近年、これまでに見られなかったような子どもの健康問題が危惧されています。 アレルギー、喘息など免疫疾患、肥満、糖尿病など代謝・内分泌系の異常、脳の発達に何等かの障害のある子どもが急増していることは、環境省の調査で確認されています。 不妊、不育症も増加して、今後の次世代を担う人口低下は深刻な社会問題です。 一方で、日本の平均寿命は延びていますが、アルツハイマー病、パーキンソン病などの精神・神経疾患やがん疾患が増え、高齢者の健康障害も大きな問題です。

この半世紀で日本の“経済”は急成長し、“食生活”も一見豊かになり、“衛生”状態も向上しているのに、なぜ健康障害が起きているのでしょうか。 この半世紀で私たちを取り巻く環境は大きく変化し、食生活の変化、衛生状態、プラスチック製品など合成化学物質製品の急増、家庭や学校教育、インターネット、携帯電話の普及など環境が大きく変わりました。 これらの環境の変化は人間の健康にそれぞれ関わっていると考えられますが、なかでも1950年頃から急増した膨大な種類の有害な環境化学物質の曝露は負の要因として疑われています。

現在、私たちの身の回りには、膨大な合成化学物質が溢れています。 これらの人工化学物質の合成が始まったのは1950年頃で、それから約半世紀の間に約10万種、総生産量は数億トンに至ると言われています。 人工合成化学物質の開発で、私たちの生活は便利になった一方で、多用された後から毒性が明らかとなり、生態系や人間の健康に重大な障害を起こすことが明らかとなった物質が多々あります。
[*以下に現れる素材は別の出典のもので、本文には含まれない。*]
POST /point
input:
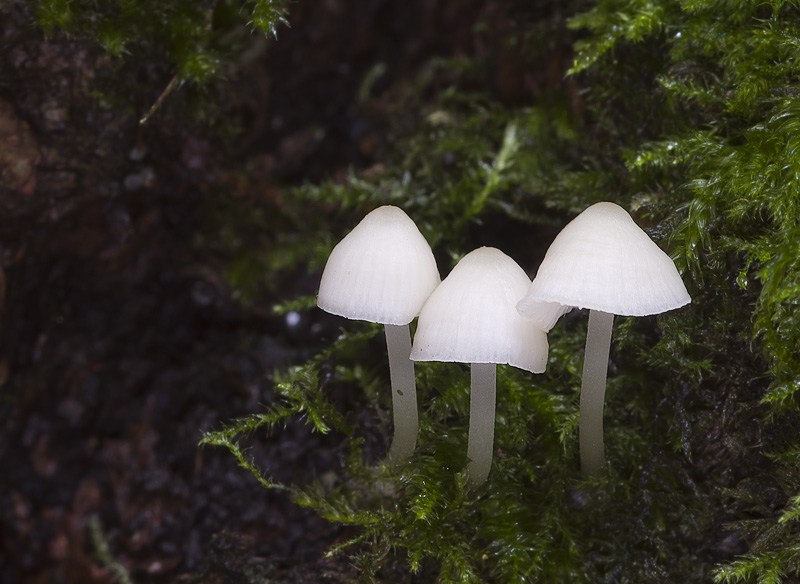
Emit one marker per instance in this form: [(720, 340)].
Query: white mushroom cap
[(603, 261), (472, 318), (382, 271)]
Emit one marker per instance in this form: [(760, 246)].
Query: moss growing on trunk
[(685, 114)]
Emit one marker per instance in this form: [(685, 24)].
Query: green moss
[(192, 37), (687, 118)]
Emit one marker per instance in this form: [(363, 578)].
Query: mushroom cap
[(472, 318), (603, 261), (382, 271)]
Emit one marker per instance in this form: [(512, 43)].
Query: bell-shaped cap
[(603, 261), (472, 317), (382, 271)]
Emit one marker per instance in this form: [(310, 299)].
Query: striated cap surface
[(603, 261), (472, 317), (382, 271)]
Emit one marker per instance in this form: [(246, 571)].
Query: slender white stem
[(480, 443), (404, 393), (593, 389)]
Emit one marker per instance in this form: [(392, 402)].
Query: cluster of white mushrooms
[(487, 311)]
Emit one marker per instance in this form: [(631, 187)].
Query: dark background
[(122, 341)]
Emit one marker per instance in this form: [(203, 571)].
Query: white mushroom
[(471, 318), (383, 271), (602, 261)]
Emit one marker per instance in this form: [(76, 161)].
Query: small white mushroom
[(602, 261), (383, 271), (472, 318)]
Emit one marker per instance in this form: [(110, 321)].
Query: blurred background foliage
[(685, 113)]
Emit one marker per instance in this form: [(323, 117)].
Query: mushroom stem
[(404, 393), (593, 389), (481, 422)]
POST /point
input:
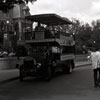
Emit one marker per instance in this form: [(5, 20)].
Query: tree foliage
[(86, 35), (6, 5)]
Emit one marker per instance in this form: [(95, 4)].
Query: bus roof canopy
[(49, 19)]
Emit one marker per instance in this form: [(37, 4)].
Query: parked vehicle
[(48, 51)]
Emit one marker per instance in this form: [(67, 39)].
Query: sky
[(84, 10)]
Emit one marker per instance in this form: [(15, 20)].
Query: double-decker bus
[(49, 49)]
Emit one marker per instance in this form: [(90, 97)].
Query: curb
[(82, 65), (15, 78)]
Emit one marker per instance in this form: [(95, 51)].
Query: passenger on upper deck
[(48, 33), (39, 28)]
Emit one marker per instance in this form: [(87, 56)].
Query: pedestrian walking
[(95, 59)]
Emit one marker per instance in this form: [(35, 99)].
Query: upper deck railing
[(37, 35)]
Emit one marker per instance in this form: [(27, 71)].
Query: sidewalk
[(12, 74)]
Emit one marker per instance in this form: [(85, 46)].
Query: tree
[(6, 5)]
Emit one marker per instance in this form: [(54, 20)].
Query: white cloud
[(85, 10), (95, 9)]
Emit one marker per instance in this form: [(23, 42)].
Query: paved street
[(76, 86)]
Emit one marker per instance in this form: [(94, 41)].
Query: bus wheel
[(48, 74)]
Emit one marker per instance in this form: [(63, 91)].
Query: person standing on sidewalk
[(95, 59)]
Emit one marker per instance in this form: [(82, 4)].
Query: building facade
[(12, 26)]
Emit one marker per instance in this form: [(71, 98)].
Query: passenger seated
[(39, 28), (48, 33)]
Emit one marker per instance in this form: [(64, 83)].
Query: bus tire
[(69, 68)]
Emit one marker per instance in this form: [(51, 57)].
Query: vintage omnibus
[(49, 49)]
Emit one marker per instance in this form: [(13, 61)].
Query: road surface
[(76, 86)]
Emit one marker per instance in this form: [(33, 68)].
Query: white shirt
[(95, 58)]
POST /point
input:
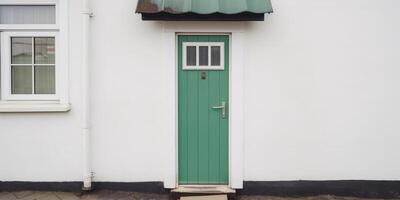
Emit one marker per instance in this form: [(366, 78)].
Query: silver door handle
[(222, 107)]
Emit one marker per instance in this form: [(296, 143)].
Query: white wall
[(46, 146), (321, 98), (322, 91)]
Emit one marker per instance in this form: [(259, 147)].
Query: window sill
[(33, 107)]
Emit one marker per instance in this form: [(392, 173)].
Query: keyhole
[(203, 75)]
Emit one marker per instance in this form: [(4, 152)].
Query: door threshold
[(204, 189)]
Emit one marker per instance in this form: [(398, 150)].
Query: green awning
[(203, 9)]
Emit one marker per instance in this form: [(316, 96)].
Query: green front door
[(203, 87)]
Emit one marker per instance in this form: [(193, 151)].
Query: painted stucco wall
[(321, 98)]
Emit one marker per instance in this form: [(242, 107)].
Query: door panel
[(203, 131)]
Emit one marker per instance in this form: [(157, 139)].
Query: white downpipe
[(87, 168)]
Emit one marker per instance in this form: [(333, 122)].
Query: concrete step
[(209, 197), (204, 189)]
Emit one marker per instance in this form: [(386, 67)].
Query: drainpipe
[(87, 168)]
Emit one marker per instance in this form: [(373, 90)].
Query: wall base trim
[(351, 188), (145, 187)]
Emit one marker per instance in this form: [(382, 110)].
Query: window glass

有機塩素系農薬DDTやPCBなど残留性有機汚染物質は、多量に使用された後、難分解性・高毒性から1970年代にはほぼ生産禁止となりました。 しかし、残留性有機汚染物質は地球全体に汚染が広がってしまい、現在でも低濃度ながら私たち日本人全員に人体汚染が継続しています。 日本では空騒ぎとされてしまった環境ホルモンは、成長期の子どもや生殖器官への悪影響が科学的に立証され、欧米では厳しい規制が実施されているのに、日本では野放しの状態です。 重篤な細菌感染の治療で著しい効果を上げてきた抗生剤、抗菌剤も、むやみに乱用されたため、健康に重要な腸内細菌叢に異常を起こし、薬剤耐性菌が世界中で生まれ問題になっています。
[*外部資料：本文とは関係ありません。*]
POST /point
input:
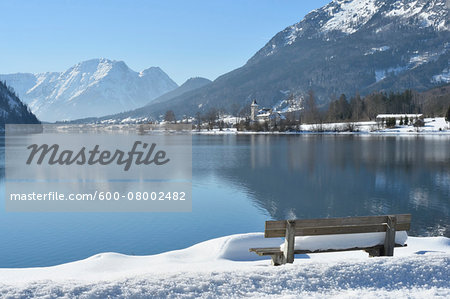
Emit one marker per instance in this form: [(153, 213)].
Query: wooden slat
[(275, 229), (389, 241), (276, 250)]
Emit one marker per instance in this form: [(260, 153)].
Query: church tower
[(254, 110)]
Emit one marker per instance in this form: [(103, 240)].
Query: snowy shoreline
[(433, 126), (223, 267)]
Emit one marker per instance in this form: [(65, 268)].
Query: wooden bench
[(330, 226)]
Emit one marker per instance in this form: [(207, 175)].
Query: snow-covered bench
[(374, 234)]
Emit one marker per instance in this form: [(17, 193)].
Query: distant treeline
[(432, 103)]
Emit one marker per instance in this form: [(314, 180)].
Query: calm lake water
[(241, 181)]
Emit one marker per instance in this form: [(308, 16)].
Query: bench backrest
[(331, 226)]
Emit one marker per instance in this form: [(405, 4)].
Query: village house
[(412, 118), (264, 114)]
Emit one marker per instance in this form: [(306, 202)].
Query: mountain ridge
[(89, 88), (382, 49)]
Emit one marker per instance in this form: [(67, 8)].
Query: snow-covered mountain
[(12, 110), (345, 17), (346, 46), (143, 114), (91, 88)]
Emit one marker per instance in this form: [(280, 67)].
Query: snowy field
[(433, 126), (223, 267)]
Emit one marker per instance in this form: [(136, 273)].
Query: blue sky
[(184, 38)]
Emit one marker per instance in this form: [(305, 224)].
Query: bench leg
[(278, 259), (289, 242), (389, 241), (373, 252)]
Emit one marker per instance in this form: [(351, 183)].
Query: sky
[(205, 38)]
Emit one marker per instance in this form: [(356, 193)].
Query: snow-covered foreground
[(223, 267), (433, 126)]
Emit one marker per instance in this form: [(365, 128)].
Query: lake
[(240, 181)]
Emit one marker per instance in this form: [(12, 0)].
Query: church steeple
[(253, 110)]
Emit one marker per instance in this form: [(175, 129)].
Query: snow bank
[(223, 267), (314, 243)]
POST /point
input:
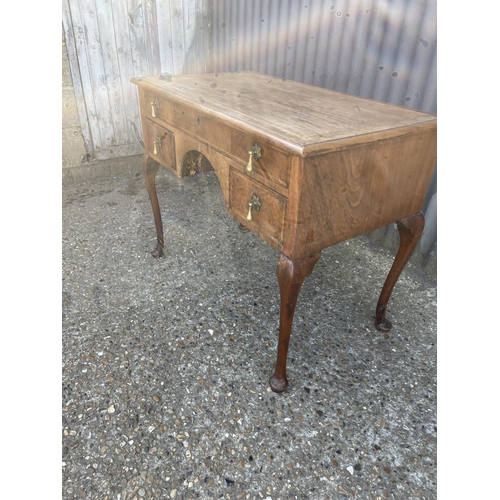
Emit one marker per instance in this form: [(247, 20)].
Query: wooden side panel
[(348, 193)]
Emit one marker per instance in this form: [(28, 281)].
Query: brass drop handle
[(254, 204), (255, 152), (155, 104), (156, 143)]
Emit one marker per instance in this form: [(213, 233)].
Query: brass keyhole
[(253, 204), (255, 152), (156, 143)]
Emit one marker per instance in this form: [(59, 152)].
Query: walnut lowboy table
[(302, 167)]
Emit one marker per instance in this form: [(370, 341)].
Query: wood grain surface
[(303, 116)]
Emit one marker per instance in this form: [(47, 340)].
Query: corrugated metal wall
[(379, 49)]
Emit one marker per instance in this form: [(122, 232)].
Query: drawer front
[(274, 164), (269, 218), (159, 144)]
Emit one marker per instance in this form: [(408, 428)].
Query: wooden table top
[(307, 117)]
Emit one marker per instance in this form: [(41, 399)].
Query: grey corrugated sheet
[(384, 50)]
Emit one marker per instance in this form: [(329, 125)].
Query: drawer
[(273, 164), (159, 144), (268, 216)]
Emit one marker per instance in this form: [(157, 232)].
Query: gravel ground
[(166, 361)]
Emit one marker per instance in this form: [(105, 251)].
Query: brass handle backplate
[(253, 204), (156, 143), (255, 152), (155, 105)]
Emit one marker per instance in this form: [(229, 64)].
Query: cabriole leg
[(150, 169), (410, 230), (291, 275)]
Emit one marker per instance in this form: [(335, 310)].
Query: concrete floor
[(166, 361)]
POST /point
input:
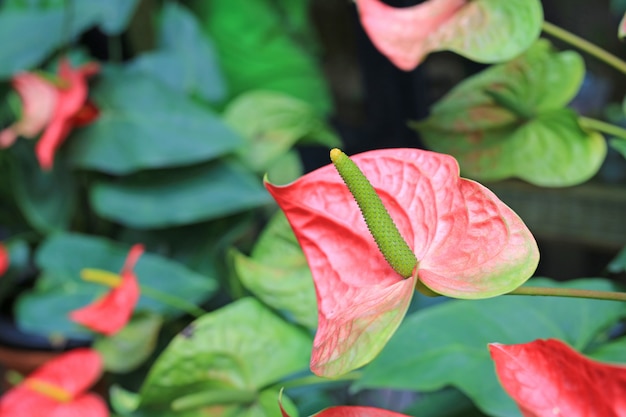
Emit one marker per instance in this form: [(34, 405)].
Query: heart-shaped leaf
[(468, 244), (238, 349), (278, 274), (446, 345), (481, 30), (143, 124), (548, 378), (509, 121)]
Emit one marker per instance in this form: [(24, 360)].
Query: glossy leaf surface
[(272, 123), (548, 378), (446, 345), (144, 124), (481, 30), (510, 121), (184, 59), (242, 347), (468, 244), (276, 271), (178, 197)]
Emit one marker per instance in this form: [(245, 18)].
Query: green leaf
[(131, 346), (185, 59), (619, 145), (509, 121), (242, 346), (446, 345), (60, 289), (260, 46), (278, 274), (178, 197), (144, 124), (46, 198), (273, 123)]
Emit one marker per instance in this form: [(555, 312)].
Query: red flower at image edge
[(109, 314), (547, 378), (58, 389), (72, 109), (39, 98), (4, 259), (468, 243)]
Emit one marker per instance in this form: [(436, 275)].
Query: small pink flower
[(39, 99), (109, 314), (69, 111), (58, 389)]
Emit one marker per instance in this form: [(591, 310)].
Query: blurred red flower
[(58, 389), (109, 314)]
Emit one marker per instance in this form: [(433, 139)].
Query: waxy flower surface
[(467, 242), (547, 378), (109, 314), (39, 97), (58, 389), (72, 109)]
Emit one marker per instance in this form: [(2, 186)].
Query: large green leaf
[(144, 124), (60, 289), (277, 273), (240, 348), (510, 121), (42, 27), (273, 123), (184, 59), (47, 199), (178, 197), (265, 45), (447, 344)]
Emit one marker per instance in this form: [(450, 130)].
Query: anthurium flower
[(482, 30), (72, 109), (109, 314), (548, 378), (39, 98), (468, 244), (58, 389)]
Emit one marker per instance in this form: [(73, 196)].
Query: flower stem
[(172, 300), (600, 126), (584, 45), (570, 292)]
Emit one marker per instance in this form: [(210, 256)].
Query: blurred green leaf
[(241, 347), (446, 345), (273, 123), (144, 124), (60, 289), (277, 273), (42, 27), (131, 346), (47, 199), (185, 59), (181, 196), (510, 121), (265, 45)]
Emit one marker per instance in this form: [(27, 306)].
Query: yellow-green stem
[(584, 45)]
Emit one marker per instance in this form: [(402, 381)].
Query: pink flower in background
[(39, 98), (548, 378), (406, 35), (72, 110), (59, 388), (109, 314)]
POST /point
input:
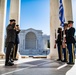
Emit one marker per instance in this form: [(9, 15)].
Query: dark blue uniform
[(70, 44), (59, 43)]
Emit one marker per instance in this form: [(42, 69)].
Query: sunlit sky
[(36, 14)]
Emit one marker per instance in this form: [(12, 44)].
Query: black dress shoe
[(58, 60), (64, 61), (15, 59), (70, 63), (11, 60), (9, 64)]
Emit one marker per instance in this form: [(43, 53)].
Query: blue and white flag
[(61, 13)]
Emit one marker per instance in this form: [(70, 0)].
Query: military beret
[(65, 24), (12, 20), (70, 22), (17, 25)]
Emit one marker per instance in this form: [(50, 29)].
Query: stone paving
[(30, 66)]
多様な有害化学物質のなかでも、農薬は特に問題です。 農薬は、本来何らかの生き物を殺す殺生剤なので、生態系や人間の健康に影響を及ぼす可能性が高いのです。 ことに脆弱な発達期の子どもへの影響が懸念されています。 DDTなど有機塩素系農薬の代替として多用されてきた有機リン系農薬は、遅発神経毒性や子どもの脳発達に悪影響を及ぼすことが科学的に明らかとなり、欧米ではほぼ使われなくなってきました。 2012年、米国小児科学会は、公式に声明を発表し、“農薬曝露は、子どもの小児がんを増やし、脳発達に悪影響を及ぼすなど健康障害を起こす”と社会に警告を出しました。 一方日本では、有機リン系農薬は殺虫剤のなかで最も多く使われ続けています。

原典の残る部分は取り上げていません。